Charges in South Dakota do not have to be pressed by the "infectee" or the "infecter." Cases have been prosecuted under SD law when the HIV+ individuals' doctor alerted police to the admission of sexual activity.

The unintended consequences of this law (and the initial 2000 criminalization of willful transmission) are two pronged. One is that it discourages individuals who think they might be infected to get the medical test which could not just give them the oh my god my life is over moment, but then potentially send them to jail . Adding the additional punishment of public shaming upon completion of any court sentence and monetary damages is that it heightens the chances of community vigilantism -- just what a freed prisoner needs to complicate the life sentence of the rest of their already shortened life.

Boiling it down

That South Dakota Senate Bill 65 is unnecessary is beside the point. To quote the title of Paul Waldman's 2006 book, "Being Right Is Not Enough."

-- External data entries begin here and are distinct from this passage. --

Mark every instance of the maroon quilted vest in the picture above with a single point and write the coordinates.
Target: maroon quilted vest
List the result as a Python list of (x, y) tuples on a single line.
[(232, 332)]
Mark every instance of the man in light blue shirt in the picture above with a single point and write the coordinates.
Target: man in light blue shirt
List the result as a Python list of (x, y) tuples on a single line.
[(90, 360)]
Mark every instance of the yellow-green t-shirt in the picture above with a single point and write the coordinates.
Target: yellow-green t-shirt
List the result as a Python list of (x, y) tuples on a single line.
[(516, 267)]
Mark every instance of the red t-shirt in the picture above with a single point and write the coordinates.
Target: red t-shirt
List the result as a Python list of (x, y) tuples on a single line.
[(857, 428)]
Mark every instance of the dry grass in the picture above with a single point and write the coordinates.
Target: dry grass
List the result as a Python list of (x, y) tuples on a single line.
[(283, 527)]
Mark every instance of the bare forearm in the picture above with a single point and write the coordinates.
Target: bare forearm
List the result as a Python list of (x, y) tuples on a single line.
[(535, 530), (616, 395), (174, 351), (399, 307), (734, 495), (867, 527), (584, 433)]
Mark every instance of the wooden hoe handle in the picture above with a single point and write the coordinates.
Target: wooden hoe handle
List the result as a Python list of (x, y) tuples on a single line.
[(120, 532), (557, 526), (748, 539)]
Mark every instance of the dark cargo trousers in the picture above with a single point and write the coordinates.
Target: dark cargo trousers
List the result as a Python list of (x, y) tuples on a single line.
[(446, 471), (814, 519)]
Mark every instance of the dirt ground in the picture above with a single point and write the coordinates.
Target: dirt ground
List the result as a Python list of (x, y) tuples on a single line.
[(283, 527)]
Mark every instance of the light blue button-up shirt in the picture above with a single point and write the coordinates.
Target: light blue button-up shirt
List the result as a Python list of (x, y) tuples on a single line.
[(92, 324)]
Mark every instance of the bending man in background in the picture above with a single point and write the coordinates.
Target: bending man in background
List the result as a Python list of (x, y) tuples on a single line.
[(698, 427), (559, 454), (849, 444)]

Boiling down an argument against this law to bullet points that would actually work is beyond my capabilities and I've been at AIDS work and following these issues with local interest for close to seventeen years.

Aside from finding high ranking medical AIDS experts in SD (hopefully someone in the state health department) that think the law would do more harm than good and would be willing to go on the record with a medical (not personal) opinion that it is not bad law, but unnecessary and damaging precedent/law. And likewise seeking out unbiased (no affiliation to the gay groups) psychological and psychiatric experts who have AIDS patients (that's gotta be a bit muddy doctor/patient privilege waters) that will offer the same clinical opinion as the doctors/nurses/health workers.

I know there's the whole "there was no one to speak up when they came for me" liberal guilt and all in wanting to go in guns blazing, but that's the wrong way to do this. This is a bear trap waiting to be stepped in for anyone on the "NO" side. The personal struggle is I haven't decided whether a law adding an additional consequence to this grotesquely despicable act ultimately should be fought.